8. What made you want to incorporate a myth or folk tale into something brand-new?
It’s fun to take known myths and breathe new life into them, as well as see how our characters interact with whatever tale we choose. With Seventh Born I ended up making up my own lore, but book two is heavily based on a few myths and it’s made for a very atmospheric and creepy story which I’m super excited about. With Finvarra’s Circus, it just happened that the book was based on these folktales so I had no say in the matter. If the mythology wasn’t included, the book wouldn’t exist.
9. Have you seen any recent fairy tale/myth movie/television adaptations? If yes, which ones and what do you like most about it/them?

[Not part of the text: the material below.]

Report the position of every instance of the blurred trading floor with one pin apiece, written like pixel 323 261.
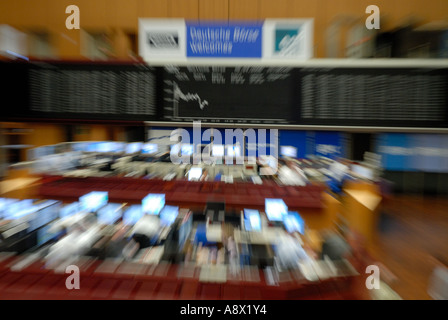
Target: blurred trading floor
pixel 412 232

One of my favorites is not recent but I have to gush about it because it’s so romantic. Ever After: A Cinderella Story is such a gorgeous and heart-warming movie. I remember watching it when I was younger and falling in love with the fairy tale all over again. Drew Barrymore is fantastic as Cinderella and I felt her frustration at how she was treated but at the same time she had this desire to belong and be loved and to have a family with these people that hated her. Dougray Scott was such a handsome and believable prince and loved how his character grew humble throughout the movie. I would totally recommend watching it. I think I may watch it again soon.
Abomination. Curse. Murderer. All names hurled at eighteen-year-old Seraphina Dovetail. As the seventh-born daughter to a witch, she’s the cause of her mother losing her powers and, in turn, her life.
Abandoned as a child, Sera dreams of becoming an inspector and finding her family. To do that, she must be referred into the Advanced Studies Program at the Aetherium’s Witchling Academy. Her birth order, quick temper, and tendency to set things on fire, however, have left her an outcast with failing marks…and just what Professor Nikolai Barrington is looking for.
The tall, brooding, yet exceedingly handsome young professor makes her a proposition: become his assistant and he’ll give her the referral she needs. Sera is quickly thrust into a world where witches are being kidnapped, bodies are raised from the dead, and someone is burning seventhborns alive. As Sera and Barrington grow ever closer, she’ll discover that some secrets are best left buried…and fire isn’t the only thing that makes a witch burn.
About Monica Sanz
Monica Sanz has been writing from the moment she could string together a sentence. Her stories have come a long way from mysterious portals opening in the school cafeteria, transporting classmates to distant worlds. A classic by the name Wuthering Heights is responsible for that. She’s been lost to dark romances and brooding fictional men ever since. Now she writes about grumpy professors, cursed ringmaster, tortured soul collectors, and the girls they fall in love with.
Monica’s books have received many accolades on the social writing website Wattpad. She’s accumulated over six million reads, eighty thousand votes, and fifteen thousand comments since posting her books on the website. She is also a member of the Wattpad4, a group of writers who host weekly Twitter chats on the subjects of writing and publishing.
When not lost in one of her made-up worlds, she can be found on the sunny beaches of South Florida where she resides with her husband and their three children or scouring YouTube for new bands to feed her music addiction.